Makoto Fujimura Awarded 2016 Aldersgate Prize for “Silence and Beauty”

Indiana Wesleyan University’s John Wesley Honors College (JWHC) is pleased to announce the 2016 Aldersgate Prize has been awarded to renowned bicultural artist Makoto Fujimura for his book, “Silence and Beauty: Hidden Faith Born of Suffering”. A master painter and leading international contributor to conversations on faith and art, Fujimura also serves as the director of the Brehm Center for Worship, Theology and the Arts at Fuller Theological Seminary.

Motivated by the ethos of its Christian liberal learning community, the JWHC awards the Aldersgate Prize annually to celebrate the outstanding achievement of an author whose scholarship challenges reductionistic trends in academia by yielding a broadly integrative analysis of life’s complexities and by shedding fresh light on ultimate questions that can enrich Christian conceptions of human flourishing.

Selected from nearly eighty nominations for this year’s prize, “Silence and Beauty” is a genre-transcending work that contemplates Japan’s earliest encounter with Christianity and the unique ways this legacy survived as a subtle, yet integral, part of the quiet beauty and generative ambiguity that pervades Japanese culture. By courageously crossing boundaries between autobiography and literary criticism, personal and cultural history, memoir and theodicy, Fujimura leverages Shusaku Endo’s novel, “Silence”, as an illuminating and provocative touchstone for revealing what Japan’s “cultural estuary” can teach us about the redemptive significance of weakness and failure and the transformative power of ambiguity and doubts for grasping the depths of faith. On one hand, the “Christ-hidden” culture of Japan that “Silence and Beauty” brings to light serves as a probing corrective of Western rationalism and its triumphalist conceptions of belief, beauty and human flourishing. On the other hand, it demonstrates how Japanese works of art, like “Silence”, have the potential to re-narrate past traumas in a way that penetrates the disquieting realities of suffering and doubts for the sake of awakening genuine healing and restoration. 

The Aldersgate Prize selection committee is convinced that Fujimura’s uniquely interdisciplinary work will inspire a variety of important conversations across academic disciplines, cultures and Christian traditions about recovering the unsettling power of beauty for discerning and living faithfully into God’s redemptive presence amid the questions, complexities and struggles that haunt our everyday lives. And, in an age in which the gravitational center of global Christianity continues to shift away from the West, “Silence and Beauty” offers an inspiring model of how Eastern perspectives can enrich the black and white dichotomies of modernity with “full resonant color.”

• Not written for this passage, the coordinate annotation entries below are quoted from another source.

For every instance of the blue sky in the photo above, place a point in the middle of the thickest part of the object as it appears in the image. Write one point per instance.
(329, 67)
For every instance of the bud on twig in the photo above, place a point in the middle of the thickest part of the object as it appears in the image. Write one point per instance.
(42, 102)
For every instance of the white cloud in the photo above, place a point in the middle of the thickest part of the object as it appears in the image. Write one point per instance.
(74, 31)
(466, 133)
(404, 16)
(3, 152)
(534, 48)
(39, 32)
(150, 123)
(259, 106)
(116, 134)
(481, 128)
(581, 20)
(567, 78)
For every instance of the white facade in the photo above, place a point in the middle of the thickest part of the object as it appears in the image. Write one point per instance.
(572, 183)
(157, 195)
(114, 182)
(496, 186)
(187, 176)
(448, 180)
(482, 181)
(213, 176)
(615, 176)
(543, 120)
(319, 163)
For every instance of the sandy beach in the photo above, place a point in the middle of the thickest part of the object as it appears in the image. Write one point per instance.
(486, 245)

Fujimura will accept the Aldersgate Prize on April 6, 2017 at the 2016 Celebration of Scholarship Luncheon at Indiana Wesleyan University. He also will offer the keynote address.

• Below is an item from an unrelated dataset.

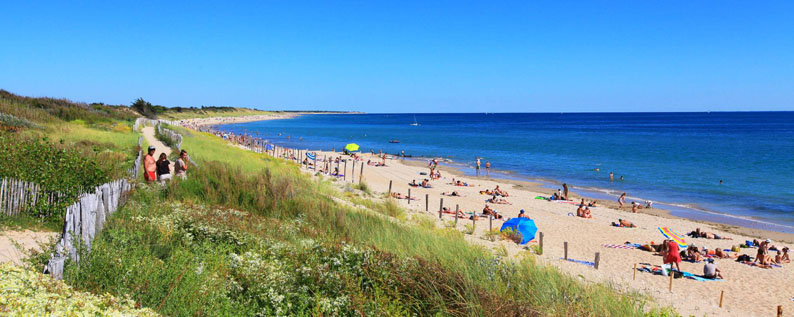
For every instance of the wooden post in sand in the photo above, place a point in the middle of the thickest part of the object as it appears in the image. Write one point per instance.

The selection committee for the 2016 Aldersgate Prize included the faculty of the JWHC as well as Stacy Hammons (Provost, IWU), Don Sprowl (Associate Provost, IWU), Karen Hoffman (Associate Vice President, School of Nursing, IWU), Rebecca Barnard (Assistant Professor of Music Therapy, IWU), Willem Van De Merwe (Blanchard Chair in Physics, Emeritus, IWU), John Wilson (editor, Books and Culture), Scott Huelin (Honors Director, Union University), Catherine Brekus (Charles Warren Professor of the History of Religion in America, Harvard University) and Christina Bieber Lake (Clyde S. Kilby Professor of English, Wheaton College).